Machine learning algorithms are used in a wide variety of applications, such as email filtering and computer vision, where it is difficult or 
unfeasible to develop conventional algorithms to perform the needed tasks.
A subset of machine learning is closely related to computational statistics, which focuses on making predictions using computers; 
but not all machine learning is statistical learning. The study of mathematical optimization delivers methods, theory and application domains 
to the field of machine learning. Data mining is a related field of study, focusing on exploratory data analysis through unsupervised learning. 
In its application across business problems, machine learning is also referred to as predictive analytics."""

### Using Sumy
+ Steps
    - parser
    - tokenizer
    - algorithm

In [3]:
# Load Our Pkgs
import sumy

In [4]:
# Load Pkgs
from sumy.parsers.plaintext import PlaintextParser
from sumy.nlp.tokenizers import Tokenizer

In [5]:
print(docx)

Machine learning (ML) is the study of computer algorithms that improve automatically through experience and by the use of data. 
It is seen as a part of artificial intelligence.
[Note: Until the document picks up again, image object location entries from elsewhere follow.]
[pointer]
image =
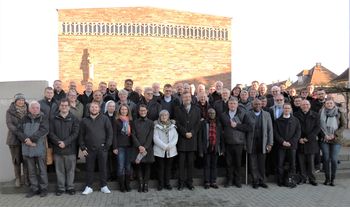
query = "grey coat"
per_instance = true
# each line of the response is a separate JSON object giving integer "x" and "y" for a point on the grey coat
{"x": 12, "y": 122}
{"x": 36, "y": 129}
{"x": 267, "y": 131}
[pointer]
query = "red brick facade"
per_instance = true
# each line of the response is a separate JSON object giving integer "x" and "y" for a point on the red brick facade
{"x": 145, "y": 44}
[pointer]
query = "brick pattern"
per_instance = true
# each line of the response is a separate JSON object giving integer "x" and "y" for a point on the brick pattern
{"x": 145, "y": 59}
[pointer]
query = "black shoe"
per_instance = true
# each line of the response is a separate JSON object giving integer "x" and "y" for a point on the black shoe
{"x": 190, "y": 187}
{"x": 43, "y": 193}
{"x": 145, "y": 188}
{"x": 168, "y": 187}
{"x": 71, "y": 192}
{"x": 180, "y": 187}
{"x": 32, "y": 193}
{"x": 59, "y": 192}
{"x": 326, "y": 182}
{"x": 263, "y": 185}
{"x": 313, "y": 183}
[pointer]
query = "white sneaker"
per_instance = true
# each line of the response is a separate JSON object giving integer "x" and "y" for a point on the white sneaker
{"x": 105, "y": 189}
{"x": 87, "y": 190}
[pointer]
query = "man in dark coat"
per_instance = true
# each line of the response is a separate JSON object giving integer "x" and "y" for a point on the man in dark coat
{"x": 142, "y": 138}
{"x": 187, "y": 118}
{"x": 286, "y": 135}
{"x": 153, "y": 107}
{"x": 308, "y": 146}
{"x": 236, "y": 124}
{"x": 48, "y": 104}
{"x": 133, "y": 95}
{"x": 259, "y": 142}
{"x": 212, "y": 146}
{"x": 221, "y": 105}
{"x": 64, "y": 130}
{"x": 58, "y": 91}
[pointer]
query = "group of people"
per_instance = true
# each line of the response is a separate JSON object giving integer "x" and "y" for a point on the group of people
{"x": 126, "y": 132}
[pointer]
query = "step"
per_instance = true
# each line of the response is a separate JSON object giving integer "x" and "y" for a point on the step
{"x": 9, "y": 187}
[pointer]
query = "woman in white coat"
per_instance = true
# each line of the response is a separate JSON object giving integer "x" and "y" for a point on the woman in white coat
{"x": 165, "y": 140}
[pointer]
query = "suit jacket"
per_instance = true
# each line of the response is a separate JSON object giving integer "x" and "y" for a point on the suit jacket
{"x": 290, "y": 134}
{"x": 188, "y": 122}
{"x": 310, "y": 127}
{"x": 267, "y": 131}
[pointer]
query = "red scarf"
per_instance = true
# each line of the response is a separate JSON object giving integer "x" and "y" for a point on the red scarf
{"x": 212, "y": 134}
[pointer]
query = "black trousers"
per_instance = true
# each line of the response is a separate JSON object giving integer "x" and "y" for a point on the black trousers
{"x": 101, "y": 157}
{"x": 290, "y": 156}
{"x": 210, "y": 167}
{"x": 233, "y": 156}
{"x": 306, "y": 163}
{"x": 257, "y": 167}
{"x": 186, "y": 163}
{"x": 164, "y": 170}
{"x": 143, "y": 172}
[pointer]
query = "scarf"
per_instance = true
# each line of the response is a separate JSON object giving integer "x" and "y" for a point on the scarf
{"x": 126, "y": 127}
{"x": 212, "y": 134}
{"x": 329, "y": 120}
{"x": 21, "y": 111}
{"x": 165, "y": 126}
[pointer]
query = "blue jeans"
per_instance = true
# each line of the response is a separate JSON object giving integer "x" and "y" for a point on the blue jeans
{"x": 123, "y": 161}
{"x": 330, "y": 157}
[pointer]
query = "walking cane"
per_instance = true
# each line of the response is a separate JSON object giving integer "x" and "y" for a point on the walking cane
{"x": 246, "y": 167}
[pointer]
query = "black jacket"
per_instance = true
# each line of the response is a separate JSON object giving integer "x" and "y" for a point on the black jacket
{"x": 95, "y": 133}
{"x": 153, "y": 108}
{"x": 237, "y": 135}
{"x": 49, "y": 109}
{"x": 66, "y": 130}
{"x": 290, "y": 133}
{"x": 142, "y": 135}
{"x": 310, "y": 127}
{"x": 204, "y": 136}
{"x": 188, "y": 122}
{"x": 220, "y": 107}
{"x": 215, "y": 96}
{"x": 120, "y": 139}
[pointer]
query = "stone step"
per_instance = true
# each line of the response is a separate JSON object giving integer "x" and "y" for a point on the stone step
{"x": 9, "y": 187}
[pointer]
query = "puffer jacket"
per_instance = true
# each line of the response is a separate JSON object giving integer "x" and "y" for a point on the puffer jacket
{"x": 165, "y": 137}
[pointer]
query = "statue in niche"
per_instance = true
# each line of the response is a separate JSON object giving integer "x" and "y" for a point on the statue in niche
{"x": 87, "y": 67}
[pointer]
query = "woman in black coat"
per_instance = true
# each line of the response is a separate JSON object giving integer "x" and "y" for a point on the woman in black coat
{"x": 142, "y": 137}
{"x": 122, "y": 144}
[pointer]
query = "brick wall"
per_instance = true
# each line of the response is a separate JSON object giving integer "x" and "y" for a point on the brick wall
{"x": 145, "y": 59}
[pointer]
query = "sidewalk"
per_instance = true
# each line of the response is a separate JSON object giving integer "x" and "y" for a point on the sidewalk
{"x": 301, "y": 196}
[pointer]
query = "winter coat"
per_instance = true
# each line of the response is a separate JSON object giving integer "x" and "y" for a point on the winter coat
{"x": 66, "y": 130}
{"x": 13, "y": 121}
{"x": 291, "y": 134}
{"x": 142, "y": 135}
{"x": 310, "y": 127}
{"x": 164, "y": 137}
{"x": 188, "y": 122}
{"x": 237, "y": 135}
{"x": 267, "y": 131}
{"x": 35, "y": 128}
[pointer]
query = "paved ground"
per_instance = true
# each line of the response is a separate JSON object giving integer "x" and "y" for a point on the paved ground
{"x": 302, "y": 196}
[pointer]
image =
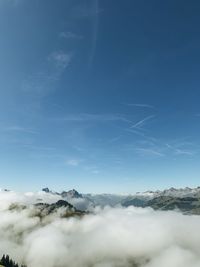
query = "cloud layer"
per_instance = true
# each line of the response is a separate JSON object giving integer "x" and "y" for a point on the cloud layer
{"x": 105, "y": 238}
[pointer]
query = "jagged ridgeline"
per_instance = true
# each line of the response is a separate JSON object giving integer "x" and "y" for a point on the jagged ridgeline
{"x": 6, "y": 261}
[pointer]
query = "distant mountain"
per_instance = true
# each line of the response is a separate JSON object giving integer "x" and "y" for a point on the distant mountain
{"x": 43, "y": 209}
{"x": 71, "y": 194}
{"x": 185, "y": 199}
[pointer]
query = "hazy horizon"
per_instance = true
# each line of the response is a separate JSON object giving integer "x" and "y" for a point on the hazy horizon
{"x": 100, "y": 96}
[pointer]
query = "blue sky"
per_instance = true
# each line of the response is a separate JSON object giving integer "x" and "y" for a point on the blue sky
{"x": 101, "y": 96}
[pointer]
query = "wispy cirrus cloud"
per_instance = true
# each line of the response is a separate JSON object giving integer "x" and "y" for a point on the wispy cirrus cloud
{"x": 91, "y": 117}
{"x": 18, "y": 129}
{"x": 60, "y": 59}
{"x": 139, "y": 105}
{"x": 42, "y": 82}
{"x": 70, "y": 35}
{"x": 149, "y": 152}
{"x": 140, "y": 123}
{"x": 73, "y": 162}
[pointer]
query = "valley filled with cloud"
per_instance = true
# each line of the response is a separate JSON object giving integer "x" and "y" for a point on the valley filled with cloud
{"x": 103, "y": 237}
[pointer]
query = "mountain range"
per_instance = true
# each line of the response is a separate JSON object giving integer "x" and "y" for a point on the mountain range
{"x": 186, "y": 200}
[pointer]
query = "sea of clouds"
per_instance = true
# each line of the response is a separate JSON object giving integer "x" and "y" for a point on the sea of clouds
{"x": 109, "y": 237}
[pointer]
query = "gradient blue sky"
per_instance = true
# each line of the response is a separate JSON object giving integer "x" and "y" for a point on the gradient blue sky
{"x": 101, "y": 96}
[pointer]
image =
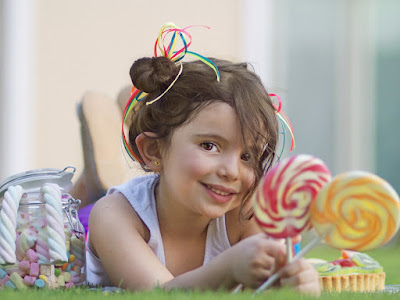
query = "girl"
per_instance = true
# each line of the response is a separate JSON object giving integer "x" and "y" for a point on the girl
{"x": 189, "y": 224}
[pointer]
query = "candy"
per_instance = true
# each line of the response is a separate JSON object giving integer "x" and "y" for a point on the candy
{"x": 24, "y": 265}
{"x": 71, "y": 258}
{"x": 78, "y": 249}
{"x": 55, "y": 226}
{"x": 29, "y": 280}
{"x": 4, "y": 280}
{"x": 8, "y": 224}
{"x": 10, "y": 284}
{"x": 18, "y": 281}
{"x": 40, "y": 283}
{"x": 357, "y": 211}
{"x": 46, "y": 270}
{"x": 3, "y": 273}
{"x": 61, "y": 280}
{"x": 31, "y": 255}
{"x": 34, "y": 270}
{"x": 25, "y": 242}
{"x": 67, "y": 276}
{"x": 42, "y": 250}
{"x": 283, "y": 198}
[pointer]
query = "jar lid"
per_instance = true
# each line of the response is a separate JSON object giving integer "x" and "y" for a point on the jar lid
{"x": 34, "y": 179}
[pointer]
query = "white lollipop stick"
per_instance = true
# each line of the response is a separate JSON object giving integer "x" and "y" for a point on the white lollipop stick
{"x": 8, "y": 224}
{"x": 299, "y": 255}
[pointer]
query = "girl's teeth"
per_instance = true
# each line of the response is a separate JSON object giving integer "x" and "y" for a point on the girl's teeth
{"x": 218, "y": 192}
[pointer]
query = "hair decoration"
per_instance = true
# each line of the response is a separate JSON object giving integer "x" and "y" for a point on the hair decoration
{"x": 285, "y": 123}
{"x": 167, "y": 50}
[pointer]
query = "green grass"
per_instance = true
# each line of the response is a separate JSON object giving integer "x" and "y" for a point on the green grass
{"x": 86, "y": 294}
{"x": 389, "y": 257}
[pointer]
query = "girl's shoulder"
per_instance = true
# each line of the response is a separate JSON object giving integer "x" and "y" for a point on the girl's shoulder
{"x": 114, "y": 214}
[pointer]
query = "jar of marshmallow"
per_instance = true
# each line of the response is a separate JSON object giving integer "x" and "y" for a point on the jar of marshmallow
{"x": 42, "y": 242}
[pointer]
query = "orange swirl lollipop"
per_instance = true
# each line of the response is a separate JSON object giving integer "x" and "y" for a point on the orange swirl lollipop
{"x": 283, "y": 198}
{"x": 357, "y": 211}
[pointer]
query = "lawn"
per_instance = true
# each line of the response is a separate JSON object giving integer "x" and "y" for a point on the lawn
{"x": 388, "y": 256}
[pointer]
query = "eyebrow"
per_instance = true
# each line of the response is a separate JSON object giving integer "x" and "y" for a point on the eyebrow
{"x": 210, "y": 135}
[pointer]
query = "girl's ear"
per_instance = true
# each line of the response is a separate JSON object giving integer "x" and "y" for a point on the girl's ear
{"x": 149, "y": 149}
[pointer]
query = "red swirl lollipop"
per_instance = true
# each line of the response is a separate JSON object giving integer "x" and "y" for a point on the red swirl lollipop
{"x": 283, "y": 198}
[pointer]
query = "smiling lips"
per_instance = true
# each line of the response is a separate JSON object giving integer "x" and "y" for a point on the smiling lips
{"x": 220, "y": 193}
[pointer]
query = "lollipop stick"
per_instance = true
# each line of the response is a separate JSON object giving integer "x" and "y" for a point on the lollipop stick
{"x": 299, "y": 255}
{"x": 289, "y": 246}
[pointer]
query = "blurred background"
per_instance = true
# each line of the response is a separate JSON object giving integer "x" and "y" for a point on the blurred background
{"x": 335, "y": 64}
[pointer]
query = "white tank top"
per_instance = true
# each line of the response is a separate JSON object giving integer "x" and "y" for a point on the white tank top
{"x": 139, "y": 191}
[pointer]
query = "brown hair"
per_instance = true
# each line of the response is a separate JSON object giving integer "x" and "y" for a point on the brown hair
{"x": 197, "y": 87}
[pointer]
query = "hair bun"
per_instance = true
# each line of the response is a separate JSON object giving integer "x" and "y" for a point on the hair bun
{"x": 152, "y": 74}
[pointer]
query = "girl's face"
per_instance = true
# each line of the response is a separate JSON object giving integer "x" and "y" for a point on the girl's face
{"x": 207, "y": 170}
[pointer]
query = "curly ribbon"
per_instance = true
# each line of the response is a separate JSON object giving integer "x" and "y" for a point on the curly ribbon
{"x": 284, "y": 122}
{"x": 175, "y": 56}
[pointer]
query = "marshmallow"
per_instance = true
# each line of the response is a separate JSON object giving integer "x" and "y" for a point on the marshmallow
{"x": 34, "y": 270}
{"x": 18, "y": 281}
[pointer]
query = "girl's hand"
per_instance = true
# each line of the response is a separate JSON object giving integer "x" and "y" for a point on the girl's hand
{"x": 302, "y": 276}
{"x": 256, "y": 258}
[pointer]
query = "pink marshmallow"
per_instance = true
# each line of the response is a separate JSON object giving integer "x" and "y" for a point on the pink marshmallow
{"x": 24, "y": 265}
{"x": 17, "y": 270}
{"x": 29, "y": 280}
{"x": 78, "y": 262}
{"x": 75, "y": 279}
{"x": 32, "y": 255}
{"x": 4, "y": 280}
{"x": 34, "y": 270}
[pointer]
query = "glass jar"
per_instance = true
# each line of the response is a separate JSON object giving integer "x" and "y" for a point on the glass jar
{"x": 40, "y": 223}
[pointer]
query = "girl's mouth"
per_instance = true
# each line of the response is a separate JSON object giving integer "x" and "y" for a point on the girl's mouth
{"x": 219, "y": 194}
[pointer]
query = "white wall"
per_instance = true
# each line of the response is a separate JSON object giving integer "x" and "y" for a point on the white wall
{"x": 317, "y": 55}
{"x": 81, "y": 45}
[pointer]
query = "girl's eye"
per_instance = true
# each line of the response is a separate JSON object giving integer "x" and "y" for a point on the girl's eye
{"x": 209, "y": 146}
{"x": 245, "y": 157}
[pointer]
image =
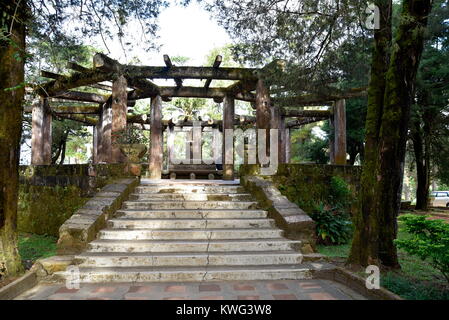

Machine learning algorithms build a model based on sample data, known as "training data", 
in order to make predictions or decisions without being explicitly programmed to do so. 
Machine learning algorithms are used in a wide variety of applications, such as email filtering and computer vision, where it is difficult or 
unfeasible to develop conventional algorithms to perform the needed tasks.
A subset of machine learning is closely related to computational statistics, which focuses on making predictions using computers; 
but not all machine learning is statistical learning. The study of mathematical optimization delivers methods, theory and application domains 
to the field of machine learning. Data mining is a related field of study, focusing on exploratory data analysis through unsupervised learning. 
In it

In [6]:
# Parsing From String
import nltk
nltk.download('punkt')
parser = PlaintextParser.from_string(docx,Tokenizer("english"))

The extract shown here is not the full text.